Spengler: Wir sind mit einer ähnlichen Methode auf einem anderen Gebiet tätig. Zum Beispiel in der Lebensmittelkontrolle. Wir entwickeln eine Methode, mit der wir in Zukunft bei der Importkontrolle am Flughafen schnell entscheiden können, ob Lebensmittel in den Handel gelangen dürfen oder nicht - weil diese beispielsweise mit zu viel Pflanzenschutzmittel belastet sind. Bisher muss das noch im Labor untersucht werden, und das dauert Tage. Und wenn die Ware nicht in Ordnung war, ist sie längst im Handel. Dann bekommt der Händler ein Embargo - fürs nächste Mal. Das wollen wir verbessern, indem künftig direkt am Obst oder Gemüse gemessen werden kann, was da an Pestiziden und ähnlichem drauf ist.
esanum: Was macht dieses neue Vorgehen auf einmal möglich?
Spengler: Die Geräte sind viel empfindlicher geworden, die Menge an Stoffen, die sie zur Analyse benötigen, ist geringer geworden.
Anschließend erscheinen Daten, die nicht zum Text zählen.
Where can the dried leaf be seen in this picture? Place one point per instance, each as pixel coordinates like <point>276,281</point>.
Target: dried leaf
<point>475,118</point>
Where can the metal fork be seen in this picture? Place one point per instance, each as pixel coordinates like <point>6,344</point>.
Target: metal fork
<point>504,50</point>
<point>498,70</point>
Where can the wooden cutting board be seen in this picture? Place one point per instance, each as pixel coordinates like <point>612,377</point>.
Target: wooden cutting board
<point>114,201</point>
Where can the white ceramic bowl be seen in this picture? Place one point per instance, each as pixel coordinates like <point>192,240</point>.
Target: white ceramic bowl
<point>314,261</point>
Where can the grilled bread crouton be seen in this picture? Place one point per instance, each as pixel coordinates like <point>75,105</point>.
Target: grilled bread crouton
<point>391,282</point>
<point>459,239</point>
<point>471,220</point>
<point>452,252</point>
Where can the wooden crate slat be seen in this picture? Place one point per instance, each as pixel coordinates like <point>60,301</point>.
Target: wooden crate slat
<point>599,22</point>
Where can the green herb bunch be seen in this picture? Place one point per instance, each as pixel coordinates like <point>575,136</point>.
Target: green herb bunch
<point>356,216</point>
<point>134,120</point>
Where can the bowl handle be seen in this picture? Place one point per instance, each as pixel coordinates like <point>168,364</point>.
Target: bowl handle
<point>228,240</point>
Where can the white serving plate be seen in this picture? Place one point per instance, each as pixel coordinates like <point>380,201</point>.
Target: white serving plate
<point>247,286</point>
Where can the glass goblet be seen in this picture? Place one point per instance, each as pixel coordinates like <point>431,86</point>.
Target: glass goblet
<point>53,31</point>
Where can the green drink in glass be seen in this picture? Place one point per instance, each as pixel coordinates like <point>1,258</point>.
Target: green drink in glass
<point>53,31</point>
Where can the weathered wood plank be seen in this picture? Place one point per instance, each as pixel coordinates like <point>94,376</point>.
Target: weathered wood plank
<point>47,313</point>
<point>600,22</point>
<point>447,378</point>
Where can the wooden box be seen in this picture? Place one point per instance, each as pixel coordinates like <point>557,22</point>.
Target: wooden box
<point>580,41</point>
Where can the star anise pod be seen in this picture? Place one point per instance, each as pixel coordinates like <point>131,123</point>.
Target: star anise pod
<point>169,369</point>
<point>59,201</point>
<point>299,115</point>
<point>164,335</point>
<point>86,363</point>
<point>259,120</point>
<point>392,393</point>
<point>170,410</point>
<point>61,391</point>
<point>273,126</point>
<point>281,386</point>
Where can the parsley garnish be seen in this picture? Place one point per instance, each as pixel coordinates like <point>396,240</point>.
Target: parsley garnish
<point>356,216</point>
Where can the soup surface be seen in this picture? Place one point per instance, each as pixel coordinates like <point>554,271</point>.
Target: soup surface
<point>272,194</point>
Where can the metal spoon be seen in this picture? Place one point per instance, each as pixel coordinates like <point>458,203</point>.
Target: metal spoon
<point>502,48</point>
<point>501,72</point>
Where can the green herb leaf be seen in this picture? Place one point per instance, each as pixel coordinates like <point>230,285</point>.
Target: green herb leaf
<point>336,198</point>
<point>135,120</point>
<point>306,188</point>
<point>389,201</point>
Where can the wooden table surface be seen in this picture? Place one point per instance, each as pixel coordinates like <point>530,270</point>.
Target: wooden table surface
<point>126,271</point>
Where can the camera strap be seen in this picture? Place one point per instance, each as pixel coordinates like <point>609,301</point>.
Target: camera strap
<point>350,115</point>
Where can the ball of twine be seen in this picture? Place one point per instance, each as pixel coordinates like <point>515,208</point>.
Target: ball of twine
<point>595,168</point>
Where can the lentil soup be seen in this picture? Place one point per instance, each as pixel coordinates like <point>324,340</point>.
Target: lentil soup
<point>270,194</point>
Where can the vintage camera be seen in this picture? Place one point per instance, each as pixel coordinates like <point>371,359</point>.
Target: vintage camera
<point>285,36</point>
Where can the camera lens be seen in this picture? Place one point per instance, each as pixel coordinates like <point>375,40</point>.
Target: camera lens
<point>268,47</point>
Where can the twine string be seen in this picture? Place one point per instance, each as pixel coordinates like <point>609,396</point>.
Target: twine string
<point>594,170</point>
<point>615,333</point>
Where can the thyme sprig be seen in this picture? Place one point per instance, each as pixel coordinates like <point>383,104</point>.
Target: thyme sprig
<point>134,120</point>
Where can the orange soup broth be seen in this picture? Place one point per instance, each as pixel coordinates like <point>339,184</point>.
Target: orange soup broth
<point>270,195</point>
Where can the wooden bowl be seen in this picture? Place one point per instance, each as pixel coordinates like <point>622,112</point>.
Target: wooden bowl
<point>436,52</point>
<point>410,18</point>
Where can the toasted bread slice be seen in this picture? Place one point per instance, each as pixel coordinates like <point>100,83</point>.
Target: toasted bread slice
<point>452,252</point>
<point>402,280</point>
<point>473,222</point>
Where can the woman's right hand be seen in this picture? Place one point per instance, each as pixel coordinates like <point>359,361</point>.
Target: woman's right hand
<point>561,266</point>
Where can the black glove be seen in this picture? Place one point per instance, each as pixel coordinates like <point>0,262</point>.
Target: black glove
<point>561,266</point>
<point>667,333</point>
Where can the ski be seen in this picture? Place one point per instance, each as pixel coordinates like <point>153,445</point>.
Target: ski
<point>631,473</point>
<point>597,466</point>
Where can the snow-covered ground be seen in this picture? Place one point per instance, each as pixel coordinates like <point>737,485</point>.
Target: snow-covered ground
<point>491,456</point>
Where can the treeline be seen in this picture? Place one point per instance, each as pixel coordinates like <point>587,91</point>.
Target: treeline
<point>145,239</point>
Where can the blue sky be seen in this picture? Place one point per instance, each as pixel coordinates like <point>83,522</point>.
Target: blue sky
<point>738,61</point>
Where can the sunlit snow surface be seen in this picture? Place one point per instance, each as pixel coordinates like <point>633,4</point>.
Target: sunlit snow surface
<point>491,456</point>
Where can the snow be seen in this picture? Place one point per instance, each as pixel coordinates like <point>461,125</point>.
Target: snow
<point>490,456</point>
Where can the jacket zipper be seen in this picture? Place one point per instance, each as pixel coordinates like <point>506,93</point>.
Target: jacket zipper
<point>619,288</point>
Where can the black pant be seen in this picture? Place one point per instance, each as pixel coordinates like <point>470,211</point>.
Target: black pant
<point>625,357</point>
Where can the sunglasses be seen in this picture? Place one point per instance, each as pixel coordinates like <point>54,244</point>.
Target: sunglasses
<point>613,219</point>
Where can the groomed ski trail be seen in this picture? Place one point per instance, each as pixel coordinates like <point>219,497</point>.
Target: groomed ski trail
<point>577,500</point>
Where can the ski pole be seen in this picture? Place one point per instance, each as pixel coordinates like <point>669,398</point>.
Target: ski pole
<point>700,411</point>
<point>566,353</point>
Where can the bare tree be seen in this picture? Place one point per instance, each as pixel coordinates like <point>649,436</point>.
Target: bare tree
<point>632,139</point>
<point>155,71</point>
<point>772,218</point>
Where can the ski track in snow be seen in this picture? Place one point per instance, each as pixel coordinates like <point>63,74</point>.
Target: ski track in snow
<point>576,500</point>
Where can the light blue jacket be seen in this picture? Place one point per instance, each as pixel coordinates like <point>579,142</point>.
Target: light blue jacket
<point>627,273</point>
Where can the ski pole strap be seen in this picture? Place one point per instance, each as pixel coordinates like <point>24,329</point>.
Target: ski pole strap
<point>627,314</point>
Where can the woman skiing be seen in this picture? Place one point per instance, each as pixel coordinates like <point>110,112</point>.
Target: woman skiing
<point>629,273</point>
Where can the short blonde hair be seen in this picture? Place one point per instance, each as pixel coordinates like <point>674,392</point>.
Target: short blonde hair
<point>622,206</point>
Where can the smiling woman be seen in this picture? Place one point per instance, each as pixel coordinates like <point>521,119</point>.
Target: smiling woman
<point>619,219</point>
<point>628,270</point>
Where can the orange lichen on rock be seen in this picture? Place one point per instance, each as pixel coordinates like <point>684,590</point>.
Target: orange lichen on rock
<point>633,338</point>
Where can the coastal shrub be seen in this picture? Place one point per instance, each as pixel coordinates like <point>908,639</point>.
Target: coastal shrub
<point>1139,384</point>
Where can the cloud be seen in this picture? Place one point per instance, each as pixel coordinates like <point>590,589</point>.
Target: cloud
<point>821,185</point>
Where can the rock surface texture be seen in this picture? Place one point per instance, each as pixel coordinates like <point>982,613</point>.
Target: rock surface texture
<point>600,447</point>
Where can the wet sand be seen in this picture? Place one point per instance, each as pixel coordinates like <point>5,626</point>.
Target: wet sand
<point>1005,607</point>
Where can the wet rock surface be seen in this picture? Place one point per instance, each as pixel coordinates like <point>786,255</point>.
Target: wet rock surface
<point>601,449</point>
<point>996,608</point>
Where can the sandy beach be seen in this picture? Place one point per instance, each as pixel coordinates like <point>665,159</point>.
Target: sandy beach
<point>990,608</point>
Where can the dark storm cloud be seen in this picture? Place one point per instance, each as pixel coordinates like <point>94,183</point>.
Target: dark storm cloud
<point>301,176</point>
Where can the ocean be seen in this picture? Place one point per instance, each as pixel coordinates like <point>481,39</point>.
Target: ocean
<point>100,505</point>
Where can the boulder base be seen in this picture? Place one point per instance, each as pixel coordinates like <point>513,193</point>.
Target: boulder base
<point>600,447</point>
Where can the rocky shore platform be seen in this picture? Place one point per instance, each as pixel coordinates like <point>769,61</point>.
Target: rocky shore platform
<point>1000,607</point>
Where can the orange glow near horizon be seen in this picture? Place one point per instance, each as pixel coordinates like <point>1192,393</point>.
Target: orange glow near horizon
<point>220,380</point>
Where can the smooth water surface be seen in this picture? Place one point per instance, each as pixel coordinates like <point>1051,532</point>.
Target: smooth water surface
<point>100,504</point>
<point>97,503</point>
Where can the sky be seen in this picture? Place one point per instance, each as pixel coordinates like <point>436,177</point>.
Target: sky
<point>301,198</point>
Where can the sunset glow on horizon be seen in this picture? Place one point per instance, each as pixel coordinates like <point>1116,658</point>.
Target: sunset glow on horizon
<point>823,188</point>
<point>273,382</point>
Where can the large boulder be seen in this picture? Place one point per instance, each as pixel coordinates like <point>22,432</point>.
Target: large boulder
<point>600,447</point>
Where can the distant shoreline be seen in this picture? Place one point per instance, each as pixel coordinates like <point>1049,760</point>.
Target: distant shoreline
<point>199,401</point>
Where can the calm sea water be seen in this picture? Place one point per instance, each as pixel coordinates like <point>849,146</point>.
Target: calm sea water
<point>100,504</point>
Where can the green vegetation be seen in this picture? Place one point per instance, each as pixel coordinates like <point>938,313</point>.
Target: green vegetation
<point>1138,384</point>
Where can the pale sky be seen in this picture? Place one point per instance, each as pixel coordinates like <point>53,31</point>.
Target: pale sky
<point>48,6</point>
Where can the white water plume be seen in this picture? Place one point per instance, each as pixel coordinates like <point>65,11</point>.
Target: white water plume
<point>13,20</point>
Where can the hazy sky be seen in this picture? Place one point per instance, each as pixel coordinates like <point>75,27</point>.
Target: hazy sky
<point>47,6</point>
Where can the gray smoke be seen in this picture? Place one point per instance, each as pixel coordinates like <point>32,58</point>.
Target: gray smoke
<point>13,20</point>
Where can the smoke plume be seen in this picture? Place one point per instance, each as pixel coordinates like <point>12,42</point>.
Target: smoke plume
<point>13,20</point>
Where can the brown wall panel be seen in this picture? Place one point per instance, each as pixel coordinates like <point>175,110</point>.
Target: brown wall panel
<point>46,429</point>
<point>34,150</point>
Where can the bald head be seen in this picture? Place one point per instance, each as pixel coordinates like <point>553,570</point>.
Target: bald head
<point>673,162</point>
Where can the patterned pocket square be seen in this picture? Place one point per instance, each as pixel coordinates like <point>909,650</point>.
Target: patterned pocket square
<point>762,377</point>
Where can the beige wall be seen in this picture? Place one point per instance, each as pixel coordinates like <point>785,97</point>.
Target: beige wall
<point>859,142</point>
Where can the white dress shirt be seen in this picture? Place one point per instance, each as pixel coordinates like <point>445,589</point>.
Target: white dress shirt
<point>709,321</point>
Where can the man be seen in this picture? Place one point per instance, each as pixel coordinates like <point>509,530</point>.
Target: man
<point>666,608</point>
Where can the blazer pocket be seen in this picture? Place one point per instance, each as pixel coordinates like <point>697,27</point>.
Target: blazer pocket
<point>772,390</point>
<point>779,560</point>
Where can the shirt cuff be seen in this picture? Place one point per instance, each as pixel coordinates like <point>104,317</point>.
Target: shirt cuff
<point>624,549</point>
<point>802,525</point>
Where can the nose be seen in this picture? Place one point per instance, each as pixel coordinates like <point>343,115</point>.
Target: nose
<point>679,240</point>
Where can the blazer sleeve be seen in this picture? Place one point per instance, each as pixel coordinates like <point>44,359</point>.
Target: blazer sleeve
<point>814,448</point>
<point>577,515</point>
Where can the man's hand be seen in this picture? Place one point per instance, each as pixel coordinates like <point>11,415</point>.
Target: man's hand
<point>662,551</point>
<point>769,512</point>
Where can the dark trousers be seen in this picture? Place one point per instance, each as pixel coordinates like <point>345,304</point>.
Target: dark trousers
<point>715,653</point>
Diese Geräte können außerdem heute sehr viel genauer viele verschiedene Stoffe unterscheiden. Dadurch kann man so komplexe Proben wie Blut oder Urin unmittelbar untersuchen.
esanum: Wie sieht der Zukunft aus – wird also beispielsweise der Urologe demnächst die Analyse selbst vornehmen, während der Patient vor ihm sitzt?
Spengler: Das ist eine schöne Utopie. Eines Tages setzen sich vielleicht auch die Pathologen unmittelbar bei der OP an die Massenspektrometer, statt wie bisher im Labor durchs Mikroskop zu schauen. Das geht dann schneller und auch genauer. Doch neben der technischen Realisierung geht es auch um den Preis. Ein billiges Massenspektrometer kostet derzeit noch 100.000 Euro. Aber in diese Richtung wird es insgesamt gehen.